Disobeying a “lawful order” is “punishable by a dishonorable discharge” and penalties including prison and even “death.”
And if an order is “legally ambiguous,” its legality can only be determined at court-martial.
More: “There is no general, affirmative legal duty to disobey an unlawful order,” and the acclaimed “Nuremberg principle was true for those trials of Nazi officials but has since been narrowed.”
In sum, “the law’s message is simple: Obey and you are likely protected; disobey and you shoulder the risk.”
Libertarian: A Food-Price Win for Americans
“The share of their incomes that average Americans devote to paying for food has fallen steeply over the last 100 years,” cheers Reason’s Ronald Bailey.
“This happy development stems from two long-term trends: rising incomes and falling food prices.”
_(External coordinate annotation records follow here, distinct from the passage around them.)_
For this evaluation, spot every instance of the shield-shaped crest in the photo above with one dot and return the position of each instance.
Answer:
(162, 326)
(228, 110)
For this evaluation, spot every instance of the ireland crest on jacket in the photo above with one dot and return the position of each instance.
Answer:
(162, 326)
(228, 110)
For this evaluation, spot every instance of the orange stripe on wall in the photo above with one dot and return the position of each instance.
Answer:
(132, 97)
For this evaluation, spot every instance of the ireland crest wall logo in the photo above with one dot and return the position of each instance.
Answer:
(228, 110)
“In 1929, Americans spent 23.4 percent of their after tax-personal disposable income buying food”; today, “Americans spend 4.9 percent of their incomes on food at home and 5.5 percent on food away from home, such as dining out at restaurants.”
Thus: “As their incomes rise, Americans spend more money on food but it represents a smaller share of their income.”
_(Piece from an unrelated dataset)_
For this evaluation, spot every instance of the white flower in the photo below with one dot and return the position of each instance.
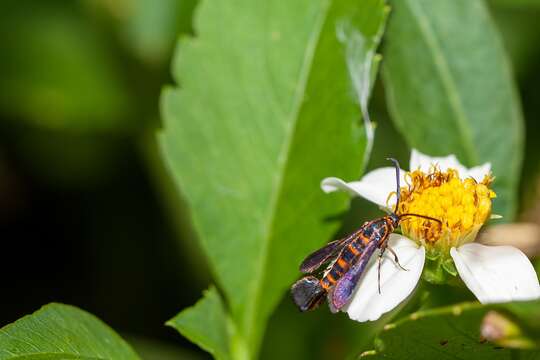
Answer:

So, despite the 2020-’24 jump in food prices, “the century-long trend has been falling prices for food staples.”
Conservative: In Immigration Policy, Facts Matter
“Progressives have suggested” that reporting “about widespread fraud committed by Somalis in Minnesota” is “racist,” notes City Journal’s Chris Rufo, especially because it led the White House to revoke protected status for Somali migrants.
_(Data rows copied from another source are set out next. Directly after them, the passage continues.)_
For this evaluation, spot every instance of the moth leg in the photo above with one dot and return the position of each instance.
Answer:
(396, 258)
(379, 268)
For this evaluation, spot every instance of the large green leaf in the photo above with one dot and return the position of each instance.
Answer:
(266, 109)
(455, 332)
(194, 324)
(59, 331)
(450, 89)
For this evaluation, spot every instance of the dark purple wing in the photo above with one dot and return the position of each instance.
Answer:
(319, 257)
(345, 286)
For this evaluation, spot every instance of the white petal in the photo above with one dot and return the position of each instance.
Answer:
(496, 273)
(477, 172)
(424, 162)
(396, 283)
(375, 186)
But “facts should not be measured as ‘racist or not racist,’” when it is true that a small Somali community “stole billions in funds.”
Until recently, “Americans have been loath to address” the question of “different behaviors and outcomes between different groups,” but “different groups have different cultural characteristics.”
America has “expected Somalis to play by the rules”; some “have certainly done so,” but many have not. “A rational government would amend its policies accordingly.”
We should “recognize cultural norms as a reasonable measure of capacity to assimilate and to contribute.”
Liberal: Voters Want Affordability Solutions
“It’s easy to campaign on angry sentiments about the economy and affordability,” but harder to craft policies that “help voters cope with high costs in a timely fashion and reduce overall anxiety,” cautions The Liberal Patriot’s John Halpin.
A year after electing President Trump and a Republican Congress, “voters are still mad about inflation and the overall state of the economy” even as “American politics has been stuck in an endless cycle of partisan blame and talk about ‘doing something.’ ”
Expect voters next year to nonetheless turn to “candidates running on affordability” and “shifting partisan control of government in response” to the unresolved “affordability” crisis — but beware: As The Wall Street Journal’s Greg Ip warns: “There is nothing any elected official can do to ‘solve’ the affordability crisis” without making things worse.
Space beat: The Commercial Race Is On
“After a couple of scrubs and a few aggravating holds, the Blue Origin New Glenn finally rocketed into the clear, blue Florida sky,” cheers Mark R. Whittington at The Hill.
The successful launch not only rocketed a “pair of ESCAPADE probes” Mars-bound, “it also ushered in a new phase in the development of the commercial space sector.”
But to truly compete with SpaceX, Blue Origin must reuse its first stages “multiple times with the same rocket” and “greatly increase its flight rate.”
Ultimately, SpaceX and Blue Origin have plans for moon missions involving “a human landing system.”
The rivals share three goals: “return to the moon by 2028,” “beat the Chinese” and give President Trump “an event to ring out his presidency.”